MUMBAI (Reuters) – Residents of Mumbai will be able to shop and dine out until dawn from late this month as the Indian city plans to lift restrictions on retail trading hours in order to boost the local economy.
With India’s economy growing at its slowest pace in 11 years, the government of Maharashtra state believes the move will boost spending and create jobs.
Malls, shops and eateries in commercial districts of Mumbai such as Bandra Kurla Complex and Nariman Point will be able to remain open 24 hours, seven days a week from Jan. 27 if they choose to, Anil Deshmukh, home minister in the Maharashtra state government told reporters on Wednesday after the state cabinet approved the plan.
Currently, all stores are required to shut by 10 pm, while restaurants have to shut by 1:30 am, at the latest. The new law will exclude pubs and bars, which will still be required to shut down at 1.30 am, the state government said.
“We are hopeful that this move will provide jobs and revenue to our youth,” Aaditya Thackeray, tourism and environment minister in the state government, told reporters after the cabinet meeting.
The city is home to 20 million people and attracts millions of visitors each year.
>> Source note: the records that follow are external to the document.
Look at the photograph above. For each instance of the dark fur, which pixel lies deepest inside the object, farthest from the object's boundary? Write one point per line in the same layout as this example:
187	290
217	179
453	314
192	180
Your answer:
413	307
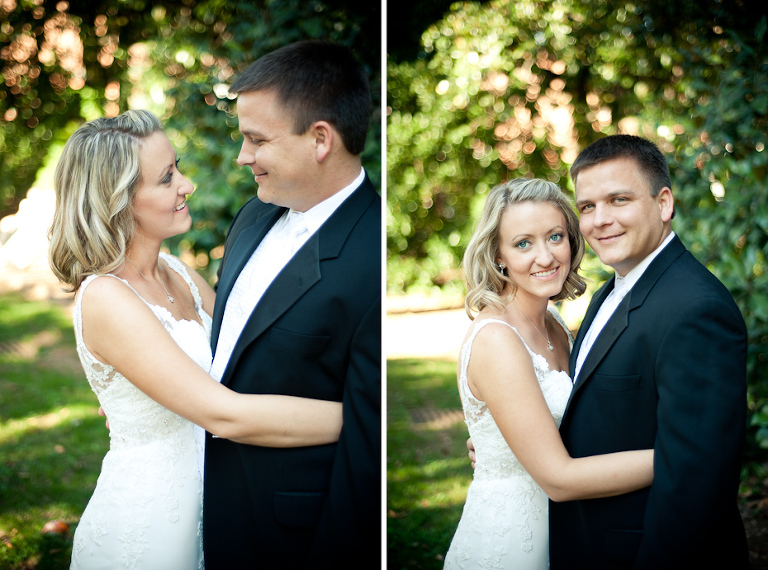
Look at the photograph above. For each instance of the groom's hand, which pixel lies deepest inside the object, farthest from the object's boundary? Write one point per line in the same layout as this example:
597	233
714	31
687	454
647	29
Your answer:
471	448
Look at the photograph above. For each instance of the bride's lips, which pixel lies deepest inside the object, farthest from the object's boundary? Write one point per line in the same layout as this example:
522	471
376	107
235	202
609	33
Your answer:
547	275
609	239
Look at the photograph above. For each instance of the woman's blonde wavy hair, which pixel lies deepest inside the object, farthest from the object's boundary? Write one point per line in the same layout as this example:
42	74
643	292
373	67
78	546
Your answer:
485	281
96	181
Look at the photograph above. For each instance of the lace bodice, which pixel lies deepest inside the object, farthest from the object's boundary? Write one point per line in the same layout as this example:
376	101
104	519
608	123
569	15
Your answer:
134	418
494	457
149	492
505	519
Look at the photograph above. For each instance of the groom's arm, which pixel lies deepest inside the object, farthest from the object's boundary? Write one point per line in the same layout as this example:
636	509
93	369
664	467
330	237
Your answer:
701	384
350	526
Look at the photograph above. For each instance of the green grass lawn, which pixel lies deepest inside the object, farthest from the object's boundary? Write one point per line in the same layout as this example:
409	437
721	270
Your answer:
51	439
428	471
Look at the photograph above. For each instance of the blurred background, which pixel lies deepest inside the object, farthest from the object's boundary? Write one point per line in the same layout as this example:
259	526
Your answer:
485	91
63	63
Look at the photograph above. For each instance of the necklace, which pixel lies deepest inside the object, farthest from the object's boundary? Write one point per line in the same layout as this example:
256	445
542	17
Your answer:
161	280
549	344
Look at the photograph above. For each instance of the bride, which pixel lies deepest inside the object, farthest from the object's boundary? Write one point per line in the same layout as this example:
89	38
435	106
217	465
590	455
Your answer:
514	384
142	325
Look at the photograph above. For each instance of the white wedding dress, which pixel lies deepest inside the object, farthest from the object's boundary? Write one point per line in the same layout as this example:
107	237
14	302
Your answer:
146	511
505	522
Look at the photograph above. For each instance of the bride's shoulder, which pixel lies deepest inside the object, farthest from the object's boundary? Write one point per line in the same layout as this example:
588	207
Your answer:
108	296
490	334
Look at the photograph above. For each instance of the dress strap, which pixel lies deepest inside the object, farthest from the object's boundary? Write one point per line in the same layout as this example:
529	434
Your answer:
466	352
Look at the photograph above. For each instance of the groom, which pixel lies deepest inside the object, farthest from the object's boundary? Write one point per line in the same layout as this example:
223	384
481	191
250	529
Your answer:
659	362
305	324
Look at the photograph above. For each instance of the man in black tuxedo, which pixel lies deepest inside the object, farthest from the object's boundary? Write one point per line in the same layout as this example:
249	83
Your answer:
306	324
659	362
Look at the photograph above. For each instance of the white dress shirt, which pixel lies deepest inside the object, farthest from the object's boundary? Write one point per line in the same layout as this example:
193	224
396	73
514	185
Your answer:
274	252
621	287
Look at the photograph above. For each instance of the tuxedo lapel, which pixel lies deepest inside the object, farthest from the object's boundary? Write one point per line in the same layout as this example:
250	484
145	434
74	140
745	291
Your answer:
302	272
590	315
603	343
620	318
245	244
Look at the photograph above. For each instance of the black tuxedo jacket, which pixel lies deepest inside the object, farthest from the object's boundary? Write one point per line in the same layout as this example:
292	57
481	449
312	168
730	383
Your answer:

Whether shops take up the option and extra cost involved in staying open through the night remains to be seen, although local media quoted the National Restaurant Association of India as saying malls and restaurant owners had expressed interest in operating 24 hours a day.
Thackeray dismissed concerns that the plan would lead to a law and order problem in the city. Some smaller Indian cities have scrapped retail trading hour limits but Mumbai will be the first major city to allow 24-hour trading.
India officially forecasts 5% economic growth for the current financial year, the slowest pace since 2008/09, and analysts expect the government to announce tax concessions in its annual budget next month that will leave many individuals with more money in their pockets.